Relationship of amyloid β/A4 protein to the neurofibrillary tangles in Guamanian parkinsonism-dementia

The Chamorro population of the island of Guam is highly susceptible to a disease called lytico-bodig (LB), wich clinically resembles a mixture of amyotrophic lateral sclerosis (ALS), Parkinson's disease (PD) and Alzheimer disease (AD). The disease is characterized by the widespread development of neurofibrillary tangles in the central nervous system. These tangles have an immuno-histochemical profile indistinguishable from that seen in AD. We studied by immunohistochemistry the occurrence of intracellular and extracellular neurofibrillary tangles in LB in the entorhinal cortex, hippocampus and substantia nigra using antibodies to tau protein and ubiquitin. We also studied the relationship of these tangles to amyloid precursor protein (APP) and its -amyloid fragment (BAP), using multiple antibodies to BAP and other APP sequences. In advanced cases of LB, the development of neurofibrillary tangles was far more severe than in advanced cases of AD. Virtually all neurons of CA-1 and the subiculum were lost and only ghost tangles remained. In areas dominated by such extracellular tangles, BAP deposits were frequently observed developing around the fibers of ghost tangles. In some cases, the deposits covered only a few of the fibers, but in others, they seemed to envelope the complete tangle. The deposits were thiolavin S and Congo red positive, indicating that the BAP was in a consolidated form. We describe these entities as tangle-associated amyloid deposits.

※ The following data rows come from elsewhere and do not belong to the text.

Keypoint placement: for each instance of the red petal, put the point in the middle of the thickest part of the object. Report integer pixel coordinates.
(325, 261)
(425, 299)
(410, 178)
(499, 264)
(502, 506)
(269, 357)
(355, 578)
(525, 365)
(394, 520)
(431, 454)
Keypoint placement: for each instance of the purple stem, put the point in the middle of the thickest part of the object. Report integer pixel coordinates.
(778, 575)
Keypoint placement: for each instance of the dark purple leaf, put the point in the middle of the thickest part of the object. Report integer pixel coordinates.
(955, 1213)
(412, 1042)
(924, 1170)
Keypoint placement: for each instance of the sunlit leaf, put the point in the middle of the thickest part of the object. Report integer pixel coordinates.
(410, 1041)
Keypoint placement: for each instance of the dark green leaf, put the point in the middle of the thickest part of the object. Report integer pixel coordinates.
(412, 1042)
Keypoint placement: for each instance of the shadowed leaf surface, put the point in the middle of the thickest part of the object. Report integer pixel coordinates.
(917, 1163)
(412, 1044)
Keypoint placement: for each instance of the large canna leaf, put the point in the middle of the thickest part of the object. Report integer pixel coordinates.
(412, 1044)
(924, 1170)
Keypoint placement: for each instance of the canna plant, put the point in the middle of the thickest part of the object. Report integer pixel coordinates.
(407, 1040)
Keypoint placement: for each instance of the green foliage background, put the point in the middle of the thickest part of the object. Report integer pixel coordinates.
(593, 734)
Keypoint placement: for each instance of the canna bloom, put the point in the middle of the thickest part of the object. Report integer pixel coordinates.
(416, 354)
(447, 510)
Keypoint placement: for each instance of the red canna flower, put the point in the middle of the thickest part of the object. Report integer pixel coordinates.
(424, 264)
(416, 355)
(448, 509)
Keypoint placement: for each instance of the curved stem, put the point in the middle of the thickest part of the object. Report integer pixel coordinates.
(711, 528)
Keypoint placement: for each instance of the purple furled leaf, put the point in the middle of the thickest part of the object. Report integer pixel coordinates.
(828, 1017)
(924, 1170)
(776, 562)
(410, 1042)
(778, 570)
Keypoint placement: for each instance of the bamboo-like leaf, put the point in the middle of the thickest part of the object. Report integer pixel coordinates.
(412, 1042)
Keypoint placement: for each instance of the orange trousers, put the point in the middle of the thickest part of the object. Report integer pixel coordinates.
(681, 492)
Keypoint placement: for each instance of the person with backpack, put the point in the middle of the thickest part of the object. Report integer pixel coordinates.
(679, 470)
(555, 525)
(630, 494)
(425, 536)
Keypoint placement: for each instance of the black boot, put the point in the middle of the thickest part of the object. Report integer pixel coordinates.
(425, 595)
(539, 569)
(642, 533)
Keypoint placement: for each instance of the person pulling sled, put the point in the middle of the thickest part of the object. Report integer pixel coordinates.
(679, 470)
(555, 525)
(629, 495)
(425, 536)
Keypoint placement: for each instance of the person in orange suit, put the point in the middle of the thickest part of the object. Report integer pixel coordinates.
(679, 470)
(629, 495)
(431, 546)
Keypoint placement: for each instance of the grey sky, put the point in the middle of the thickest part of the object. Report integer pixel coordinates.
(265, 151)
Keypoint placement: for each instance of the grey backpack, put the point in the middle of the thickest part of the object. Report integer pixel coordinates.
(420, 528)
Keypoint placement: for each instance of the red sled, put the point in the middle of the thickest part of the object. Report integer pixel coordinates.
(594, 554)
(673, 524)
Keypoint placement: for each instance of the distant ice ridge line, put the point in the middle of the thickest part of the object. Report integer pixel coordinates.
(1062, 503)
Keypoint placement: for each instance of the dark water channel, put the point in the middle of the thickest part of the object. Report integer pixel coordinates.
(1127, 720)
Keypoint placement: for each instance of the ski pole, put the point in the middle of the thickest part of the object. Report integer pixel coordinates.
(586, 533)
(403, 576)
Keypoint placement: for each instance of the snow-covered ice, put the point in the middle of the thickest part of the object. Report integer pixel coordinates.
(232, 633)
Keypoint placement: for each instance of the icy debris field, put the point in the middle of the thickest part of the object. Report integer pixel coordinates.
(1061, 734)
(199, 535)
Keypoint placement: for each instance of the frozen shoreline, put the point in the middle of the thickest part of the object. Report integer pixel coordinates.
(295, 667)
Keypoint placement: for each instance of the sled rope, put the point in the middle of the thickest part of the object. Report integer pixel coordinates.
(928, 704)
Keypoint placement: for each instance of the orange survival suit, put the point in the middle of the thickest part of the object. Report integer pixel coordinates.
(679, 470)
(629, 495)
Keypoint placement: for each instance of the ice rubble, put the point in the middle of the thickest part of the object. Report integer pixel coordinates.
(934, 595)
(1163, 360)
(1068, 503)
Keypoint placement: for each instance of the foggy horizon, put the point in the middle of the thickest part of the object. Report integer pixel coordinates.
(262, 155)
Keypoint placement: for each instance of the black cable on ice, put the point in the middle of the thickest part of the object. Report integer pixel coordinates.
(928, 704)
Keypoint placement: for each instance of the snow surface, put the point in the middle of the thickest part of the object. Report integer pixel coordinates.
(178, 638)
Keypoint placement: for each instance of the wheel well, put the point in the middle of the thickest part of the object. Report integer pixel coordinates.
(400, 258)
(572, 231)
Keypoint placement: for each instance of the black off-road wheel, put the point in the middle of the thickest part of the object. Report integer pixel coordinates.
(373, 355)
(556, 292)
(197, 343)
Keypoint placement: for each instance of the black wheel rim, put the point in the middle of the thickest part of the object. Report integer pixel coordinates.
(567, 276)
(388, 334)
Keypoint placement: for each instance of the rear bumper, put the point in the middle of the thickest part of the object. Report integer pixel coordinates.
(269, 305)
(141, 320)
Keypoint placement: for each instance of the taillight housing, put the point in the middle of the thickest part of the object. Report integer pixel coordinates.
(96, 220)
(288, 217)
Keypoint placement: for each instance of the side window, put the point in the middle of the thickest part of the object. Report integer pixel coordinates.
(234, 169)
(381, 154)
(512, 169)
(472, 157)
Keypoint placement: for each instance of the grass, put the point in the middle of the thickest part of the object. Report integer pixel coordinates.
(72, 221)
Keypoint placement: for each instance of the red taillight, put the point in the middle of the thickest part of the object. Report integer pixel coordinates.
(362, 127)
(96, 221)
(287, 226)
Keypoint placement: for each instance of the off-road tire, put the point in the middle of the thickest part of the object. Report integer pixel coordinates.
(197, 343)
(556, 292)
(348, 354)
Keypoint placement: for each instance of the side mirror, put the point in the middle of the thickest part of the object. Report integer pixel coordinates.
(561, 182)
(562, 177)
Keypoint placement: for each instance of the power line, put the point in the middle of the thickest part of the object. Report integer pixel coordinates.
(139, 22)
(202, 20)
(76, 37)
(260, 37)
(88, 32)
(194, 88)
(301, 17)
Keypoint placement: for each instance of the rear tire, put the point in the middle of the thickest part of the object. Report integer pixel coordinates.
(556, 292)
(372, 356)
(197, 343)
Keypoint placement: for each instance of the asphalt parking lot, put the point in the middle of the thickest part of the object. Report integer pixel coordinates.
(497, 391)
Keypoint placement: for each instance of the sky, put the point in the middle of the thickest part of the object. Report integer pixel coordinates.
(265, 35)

Such BAP deposits have previously eeen described in some cases of AD, dementia pugilistica and LB. However, we found them in all cases of LB with dementia in the hippocampal-entorhinal areas and in most cases in the substantia nigra. They do not evolve from diffuse BAP deposits since they are remote from them, and they do not trap dystrophic neurites. The fact that extracellular tangle material can act as a nidus for BAP build-up in LB suggests that further consideration needs to be given to the ways in which extracellular BAP deposits are formed.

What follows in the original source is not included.